Com 86,38% dos portugueses completamente vacinados contra a covid-19, Portugal é o 2º país com a maior taxa de doses administradas por 100 habitantes do mundo e um caso de estudo para outras nações. Os governos e a imprensa internacional têm-se desdobrado em tentar desvendar qual é a razão do sucesso da vacinação portuguesa, e como replicá-la nos restantes países.
O
programa de vacinação português teve um começo atribulado, desde a vacinação
indevida dos mais influentes na sociedade, à desconfiança da população quando
as vacinas começaram a chegar ao país. Foi necessário que o Vice-Almirante
Gouveia e Melo, um comandante naval, assumisse o comando da Task Force da vacinação contra a
covid-19 para que a missão fosse bem sucedida.
As
imprensas nacionais e internacionais afirmam que a postura do Almirante foi um
fator decisivo para o êxito da vacinação. Gouveia e Melo tratou do combate ao
vírus como se de uma guerra se tratasse, usando, para isso, sempre farda
militar e linguagem de guerra.
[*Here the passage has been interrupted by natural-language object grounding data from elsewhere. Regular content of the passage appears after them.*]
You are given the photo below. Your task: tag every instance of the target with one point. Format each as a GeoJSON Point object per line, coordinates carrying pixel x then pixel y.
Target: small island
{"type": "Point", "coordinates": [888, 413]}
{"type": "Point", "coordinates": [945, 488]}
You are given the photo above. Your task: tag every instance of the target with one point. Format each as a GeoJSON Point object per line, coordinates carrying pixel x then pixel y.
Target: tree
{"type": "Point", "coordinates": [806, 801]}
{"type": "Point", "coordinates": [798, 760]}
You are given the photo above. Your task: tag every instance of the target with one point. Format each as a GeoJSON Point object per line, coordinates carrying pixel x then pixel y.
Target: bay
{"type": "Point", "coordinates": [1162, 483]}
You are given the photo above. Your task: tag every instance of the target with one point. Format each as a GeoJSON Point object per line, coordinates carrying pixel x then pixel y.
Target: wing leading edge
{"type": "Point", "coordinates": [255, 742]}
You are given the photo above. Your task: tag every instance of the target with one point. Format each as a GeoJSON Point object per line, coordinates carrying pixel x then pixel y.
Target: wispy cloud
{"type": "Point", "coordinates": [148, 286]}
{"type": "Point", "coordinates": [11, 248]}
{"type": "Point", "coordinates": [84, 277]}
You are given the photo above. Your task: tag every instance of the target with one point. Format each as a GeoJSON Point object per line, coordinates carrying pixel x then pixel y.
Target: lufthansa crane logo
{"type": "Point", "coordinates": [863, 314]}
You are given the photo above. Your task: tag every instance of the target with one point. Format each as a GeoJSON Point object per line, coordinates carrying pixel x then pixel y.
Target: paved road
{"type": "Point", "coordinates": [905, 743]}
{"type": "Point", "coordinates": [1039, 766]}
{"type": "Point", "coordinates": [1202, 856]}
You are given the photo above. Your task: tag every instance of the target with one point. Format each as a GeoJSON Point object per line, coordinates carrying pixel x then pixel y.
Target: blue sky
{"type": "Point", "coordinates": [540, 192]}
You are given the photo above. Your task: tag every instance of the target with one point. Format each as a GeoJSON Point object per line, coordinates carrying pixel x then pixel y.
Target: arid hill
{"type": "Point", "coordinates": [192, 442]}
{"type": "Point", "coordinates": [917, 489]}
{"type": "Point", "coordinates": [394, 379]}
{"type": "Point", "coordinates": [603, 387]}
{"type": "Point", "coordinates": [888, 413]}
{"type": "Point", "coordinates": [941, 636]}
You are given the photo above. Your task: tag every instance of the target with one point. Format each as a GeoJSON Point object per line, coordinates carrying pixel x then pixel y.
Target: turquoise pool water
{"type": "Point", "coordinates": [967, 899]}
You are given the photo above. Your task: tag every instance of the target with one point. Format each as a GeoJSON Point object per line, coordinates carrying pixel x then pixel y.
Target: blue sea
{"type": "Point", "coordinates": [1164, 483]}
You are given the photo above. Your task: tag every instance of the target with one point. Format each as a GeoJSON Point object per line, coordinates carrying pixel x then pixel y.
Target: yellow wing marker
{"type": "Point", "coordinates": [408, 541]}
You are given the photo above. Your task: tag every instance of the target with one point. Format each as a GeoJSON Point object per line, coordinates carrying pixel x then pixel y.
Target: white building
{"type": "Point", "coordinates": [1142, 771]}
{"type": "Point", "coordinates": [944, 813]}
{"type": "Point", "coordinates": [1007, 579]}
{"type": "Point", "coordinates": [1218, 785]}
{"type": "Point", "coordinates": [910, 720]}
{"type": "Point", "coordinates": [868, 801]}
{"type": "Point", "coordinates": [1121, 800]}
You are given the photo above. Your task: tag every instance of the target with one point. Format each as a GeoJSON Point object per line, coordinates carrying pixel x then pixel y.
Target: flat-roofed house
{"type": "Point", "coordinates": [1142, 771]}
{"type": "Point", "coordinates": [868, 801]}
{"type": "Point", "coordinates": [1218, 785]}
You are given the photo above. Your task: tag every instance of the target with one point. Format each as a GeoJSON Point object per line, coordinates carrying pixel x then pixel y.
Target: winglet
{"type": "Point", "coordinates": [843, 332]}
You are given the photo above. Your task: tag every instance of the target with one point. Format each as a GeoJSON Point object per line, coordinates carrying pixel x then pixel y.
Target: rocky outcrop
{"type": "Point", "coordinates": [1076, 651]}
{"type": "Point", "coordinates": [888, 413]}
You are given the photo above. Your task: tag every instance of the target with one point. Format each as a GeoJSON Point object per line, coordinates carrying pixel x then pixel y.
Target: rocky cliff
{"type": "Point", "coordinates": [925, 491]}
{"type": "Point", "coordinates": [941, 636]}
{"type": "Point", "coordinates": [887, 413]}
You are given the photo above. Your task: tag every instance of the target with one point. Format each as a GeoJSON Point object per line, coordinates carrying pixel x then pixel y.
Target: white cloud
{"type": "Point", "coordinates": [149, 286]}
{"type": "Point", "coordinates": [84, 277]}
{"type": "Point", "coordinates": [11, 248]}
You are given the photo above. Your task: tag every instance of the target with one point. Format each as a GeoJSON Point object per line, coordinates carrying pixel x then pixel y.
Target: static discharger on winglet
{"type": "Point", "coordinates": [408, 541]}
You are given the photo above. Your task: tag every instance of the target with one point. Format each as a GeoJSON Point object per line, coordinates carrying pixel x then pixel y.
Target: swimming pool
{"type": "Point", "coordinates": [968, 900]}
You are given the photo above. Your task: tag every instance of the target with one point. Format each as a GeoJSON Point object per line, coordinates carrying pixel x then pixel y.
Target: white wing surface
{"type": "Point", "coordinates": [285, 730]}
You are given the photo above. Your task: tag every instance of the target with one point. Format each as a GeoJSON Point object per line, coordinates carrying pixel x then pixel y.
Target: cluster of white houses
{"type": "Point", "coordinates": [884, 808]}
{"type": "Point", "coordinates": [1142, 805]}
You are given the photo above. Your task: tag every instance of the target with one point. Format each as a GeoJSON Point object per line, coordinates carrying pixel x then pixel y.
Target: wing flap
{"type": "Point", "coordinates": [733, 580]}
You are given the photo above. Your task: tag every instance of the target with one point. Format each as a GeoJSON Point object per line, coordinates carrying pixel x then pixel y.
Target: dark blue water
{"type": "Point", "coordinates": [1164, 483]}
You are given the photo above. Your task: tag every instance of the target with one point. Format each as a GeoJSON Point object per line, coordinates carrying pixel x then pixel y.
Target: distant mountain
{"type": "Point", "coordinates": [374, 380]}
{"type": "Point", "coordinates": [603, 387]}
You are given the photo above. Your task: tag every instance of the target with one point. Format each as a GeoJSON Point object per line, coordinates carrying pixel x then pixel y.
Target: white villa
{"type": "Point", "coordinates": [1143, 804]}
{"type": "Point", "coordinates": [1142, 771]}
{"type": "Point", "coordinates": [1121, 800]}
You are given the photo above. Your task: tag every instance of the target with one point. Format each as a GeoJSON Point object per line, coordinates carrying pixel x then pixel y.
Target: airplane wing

Adicionalmente, o Almirante rodeou-se de uma
equipa de matemáticos, doutores, analistas e experts em estratégia militar, deixando de lado os políticos. O
próprio afirma ainda que a consistência da mensagem é essencial, e para tal
usou as suas tropas para restaurar e construir confiança no sistema, e sugere
que para atingir o sucesso de vacinação portuguesa os outros países
"precisam de encontrar pessoas que não sejam políticos”.
A
verdade é que muitos países ocidentais, nos quais existe abundância de doses de
vacinas contra a covid-19, ainda têm uma parte significativa da população
desprotegida. Poderemos aplicar a estratégia portuguesa nesses países?
Apesar
do Almirante Gouveia e Melo ser visto como um herói pelos portugueses, e como
uma fonte de inspiração para outros líderes a nível mundial, existem outras
teorias sobre o sucesso da vacinação portuguesa. Nomeadamente, a psicóloga
clínica Laura Sanches atribui o êxito da vacinação não à credibilidade
associada ao Almirante e à sua Task-Force
mas à atitude passiva dos portugueses, afirmando que “nós (portugueses) não
temos uma cultura de questionar as autoridades”, acrescentando ainda que “o uso
de farda e linguagem militar provocaram um sentimento de medo que nos faz mais
propensos a obedecer e não questionar”. A opinião de Tiago Correia -
professor da Universidade Nova de Lisboa - vai de encontro à da psicóloga e
acrescenta que o facto de a opinião pública definir Gouveia e Melo como o
“fator chave” do sucesso da vacinação é um exagero dado que, em Portugal, já
existia uma atitude de consentimento perante o programa de vacinação nacional,
e, por outro lado, não se verifica nenhum movimento significativo anti-vacinas.
A
meu ver, penso que não seria possível replicar a estratégia portuguesa nos
restantes países, dado que, para mim, o sucesso da vacinação portuguesa se
baseou numa questão meramente cultural: os portugueses não se questionam apenas
obedecem. É um facto que Gouveia e Melo conduziu a sua missão com seriedade e
restaurou a confiança dos portugueses no processo de vacinação, desempenhando o
seu papel de forma exímia, contudo, ele só fez o que lhe competia. Nós,
portugueses, estamos tão habituados à incompetência e falta de seriedade de
quem nos dirige que, ao verem alguém desempenhar seriamente as funções para as
quais foi nomeado, não hesitamos em aclamá-lo herói nacional.
Adicionalmente,
o papel desempenhado pelos media foi preponderante, pois estes são a maior
fonte de informação sobre o vírus, e, na minha opinião, tiveram a capacidade de
influenciar o comportamento público. Estes não evidenciaram os prós e os
contras da vacinação, resultando numa falta de estímulo de pensamento crítico
da população em geral, pelo contrário, enfatizaram somente o lado que mais
favorecia o plano traçado pelo governo.
Beatriz Braga Machado
[artigo de opinião desenvolvido no âmbito da unidade curricular “Economia Portuguesa e Europeia” do 3º ano do curso de Economia (1º ciclo) da EEG/UMinho]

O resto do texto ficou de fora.